In subsequent processes, in order to improve the recognition effect that the user imports Chinese character, system can also provide the function of automatic error correction.And just because of the present invention with all input contents unify identification, therefore just make error correction become possibility, in the handwriting input of prior art, because the literal to input is independent identification, internal logical relationship between the literal of being imported is isolated out, so can't judge and whether import mistake.And the method for the application of the invention, what store in the buffer memory is a complete sentence, so just can remove some manifest error.Also have manyly as for the algorithm of error correction, for example can use existing artificial intelligence (AI) identification error, but these methods are more loaded down with trivial details.Therefore can set up a common speech identification error contrast dictionary in the present invention.For example " how do you do in the order sky " will be made into " today, how do you do " automatically.After the entire chapter document recognition was finished, system carried out a phrase error correction again in buffer memory, and whether search has " order sky " such vocabulary, will replace with " today " if any.After system's error correction is finished, the writing text in the buffer memory is shown to the output area as shown in Figure 7, can select to delete former hand-written notes then.

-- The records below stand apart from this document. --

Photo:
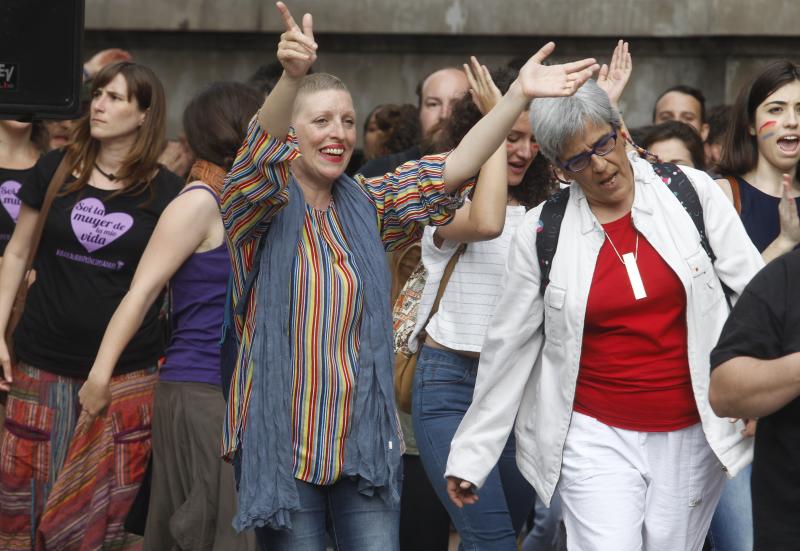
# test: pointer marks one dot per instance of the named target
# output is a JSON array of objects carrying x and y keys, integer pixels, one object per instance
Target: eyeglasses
[{"x": 601, "y": 147}]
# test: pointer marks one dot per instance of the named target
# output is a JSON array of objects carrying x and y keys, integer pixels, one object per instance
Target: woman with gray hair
[{"x": 600, "y": 348}]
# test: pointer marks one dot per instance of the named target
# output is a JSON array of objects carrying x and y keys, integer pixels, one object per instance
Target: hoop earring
[{"x": 642, "y": 152}]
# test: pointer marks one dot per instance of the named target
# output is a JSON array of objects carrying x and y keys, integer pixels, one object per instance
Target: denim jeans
[
  {"x": 732, "y": 525},
  {"x": 357, "y": 522},
  {"x": 443, "y": 387}
]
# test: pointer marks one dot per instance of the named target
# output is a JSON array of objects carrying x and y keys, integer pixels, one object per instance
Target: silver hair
[{"x": 556, "y": 121}]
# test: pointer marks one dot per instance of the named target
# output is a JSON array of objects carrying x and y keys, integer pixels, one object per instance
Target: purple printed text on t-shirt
[
  {"x": 8, "y": 196},
  {"x": 96, "y": 229}
]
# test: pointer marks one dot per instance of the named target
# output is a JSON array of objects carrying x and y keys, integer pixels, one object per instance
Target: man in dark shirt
[
  {"x": 757, "y": 376},
  {"x": 437, "y": 93}
]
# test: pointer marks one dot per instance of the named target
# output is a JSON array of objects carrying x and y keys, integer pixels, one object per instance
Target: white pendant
[{"x": 629, "y": 259}]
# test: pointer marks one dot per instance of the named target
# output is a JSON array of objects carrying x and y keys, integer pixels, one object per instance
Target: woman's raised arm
[{"x": 534, "y": 80}]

Above-mentionedly describe the method that hand-written notes is converted to writing text of the present invention in detail, in addition, the present invention also provides a kind of device that hand-written notes is converted to writing text, it is on the basis of existing PDA, increase by one and be used to use method of the present invention to carry out the hand-written modular converter of taking down notes the writing text conversion, its synoptic diagram as shown in Figure 8.As seen in Figure 8, this modular converter and CPU, touch-screen and internal memory are electrically connected, and under their help, comprise steps such as image acquisition, image pre-service, character recognition and post-processed by what carry out above-mentioned conversion method, thereby realize hand-written notes are converted to the purpose of writing text.
In data acquisition of the present invention, except taking out collimation method, also can use other compression algorithm, as long as can reduce memory capacity, do not influence literal identification again and get final product.And the present invention also is not limited to PDA, and for the mobile device or the handheld device of any resource-constrained, as long as they have the shorthand function, the present invention can be suitable for.Therefore being appreciated that above-mentioned only is detailed introduction to one embodiment of the present of invention, not in order to restriction protection scope of the present invention.